A few of the things that have us hooked this week.

A colourful pixelated illustration showing people surfing.
Image credit: Microsoft

20th September

Hello! Welcome back to our regular feature where we write a little bit about some of the games we've been playing over the past few days. This week I've managed to convice the wonderful Christian Donlan to write it all! Look, he offered, OK? We made a trade, a secret trade. So this week it's a Donlan special, and he's been surfing, connecting lines and throwing house parties (that I wasn't invited to?).

What have you been playing?

Catch up with the older editions of this column in our What We've Been Playing archive.

Microsoft Edge Surf, PC

Browser bout that?Watch on YouTube

My PC exploded last week, which was not an enormous amount of fun. Then I had to buy a new one, which was miraculously even less fun. Is there anything more stressful than trying to pick a new PC?

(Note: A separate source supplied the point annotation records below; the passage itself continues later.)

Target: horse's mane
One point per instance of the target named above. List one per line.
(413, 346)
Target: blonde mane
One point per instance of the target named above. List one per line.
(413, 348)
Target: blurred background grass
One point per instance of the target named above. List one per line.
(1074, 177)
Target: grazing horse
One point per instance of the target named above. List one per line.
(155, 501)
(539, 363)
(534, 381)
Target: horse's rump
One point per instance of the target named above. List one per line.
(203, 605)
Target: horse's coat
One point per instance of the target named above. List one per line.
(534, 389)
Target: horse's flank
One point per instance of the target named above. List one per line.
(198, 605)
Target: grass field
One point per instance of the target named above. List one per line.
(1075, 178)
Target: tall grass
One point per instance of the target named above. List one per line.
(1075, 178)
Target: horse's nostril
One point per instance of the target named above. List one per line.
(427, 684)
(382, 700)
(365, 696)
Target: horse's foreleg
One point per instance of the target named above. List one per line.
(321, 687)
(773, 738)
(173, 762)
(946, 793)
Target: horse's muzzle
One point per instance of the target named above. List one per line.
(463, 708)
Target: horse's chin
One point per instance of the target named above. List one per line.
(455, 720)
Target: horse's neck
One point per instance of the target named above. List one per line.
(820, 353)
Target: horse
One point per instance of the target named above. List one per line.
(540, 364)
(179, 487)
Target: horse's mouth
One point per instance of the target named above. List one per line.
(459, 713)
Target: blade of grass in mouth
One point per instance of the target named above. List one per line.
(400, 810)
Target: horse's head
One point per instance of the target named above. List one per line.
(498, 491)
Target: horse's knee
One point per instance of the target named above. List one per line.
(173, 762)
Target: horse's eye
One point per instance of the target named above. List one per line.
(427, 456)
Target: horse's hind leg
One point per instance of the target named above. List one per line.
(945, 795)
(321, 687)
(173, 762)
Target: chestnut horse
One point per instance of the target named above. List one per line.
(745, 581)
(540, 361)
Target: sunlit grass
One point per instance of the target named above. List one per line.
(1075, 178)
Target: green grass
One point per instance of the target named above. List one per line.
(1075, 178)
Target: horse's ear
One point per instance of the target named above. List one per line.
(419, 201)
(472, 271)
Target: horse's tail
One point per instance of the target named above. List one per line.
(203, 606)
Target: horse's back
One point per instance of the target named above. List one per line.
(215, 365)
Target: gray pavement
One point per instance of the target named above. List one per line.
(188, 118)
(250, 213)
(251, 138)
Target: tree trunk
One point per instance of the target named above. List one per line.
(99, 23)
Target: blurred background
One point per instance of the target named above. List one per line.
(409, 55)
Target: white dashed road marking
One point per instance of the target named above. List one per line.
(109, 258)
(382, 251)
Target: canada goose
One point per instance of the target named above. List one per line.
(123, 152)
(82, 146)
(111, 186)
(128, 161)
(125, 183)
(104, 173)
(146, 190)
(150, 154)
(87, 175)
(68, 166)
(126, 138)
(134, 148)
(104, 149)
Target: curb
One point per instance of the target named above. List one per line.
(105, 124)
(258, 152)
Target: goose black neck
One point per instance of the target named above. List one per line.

One of the good things to come out of it, though, was the discovery of this surfing game, um, Surf, that Microsoft wings your way when you're downloading updates for your new PC. It's a very simple endless runner type of thing, and appears to be based on SkiFree, and it popped up in my life when I was quite stressed and annoyed and fidgety. It popped up and made things a little cheerier for a few minutes, and for that I am very thankful.

You can play the game outside of getting a new PC, incidentally, but you do need to use Microsoft Edge.

-Donlan

Oxytone, iOS

Oxytone is a reminder that every day there are probably dozens of brilliant games being released on smartphones, and it's maddening easy to miss them.

To miss out on something as good as this, for example, would be a real loss. Oxytone's a sort of blend of those old Pipe Mania games and something like Dorfromantik. You place hexes on the screen, all of which have a tangle of lines within them. You're trying to coax one specific line to travel back and forth along the map without hitting an end point.

It sounds complicated but it isn't at all: you just place hexes and rotate them to get the line-ups that seem most promising. You can learn the game and steadily improve just by playing it.

More than anything, I live for the combo system in this game. When your line loops back and takes you through a bunch of tiles you've already laid, you get this rising ring of notes and your score goes through the roof.

There's something slightly otherworldly about Oxytone, and I think it might be a work of genius. If you don't fancy it on smartphone, I think it's available on PC and Switch too.

-Donlan

Party House in UFO 50, PC

Here's a trailer for UFO 50.Watch on YouTube

It would be impossible to do a What We've Been Playing this week without dipping into UFO 50.

Party House is my favourite at the moment. It's a deckbuilding game that took me a long time to realise that it was a deckbuilding game. That's because it's also a game about throwing a house party, inviting guests, and hoping that the guests together bring enough popularity and money in for you to keep throwing parties.

It's all about creating synergies between guests, cobbling together pairs who boost each other's stats, relying on guests who come with useful actions, and avoiding guests that either cost you resources or may cause fights with other guests. Inevitably, though, I lose games because I get too drawn into the fiction. I start creating house parties filled with my favourite guests regardless of how well they chime together. Still, compulsive, strange and fascinating stuff!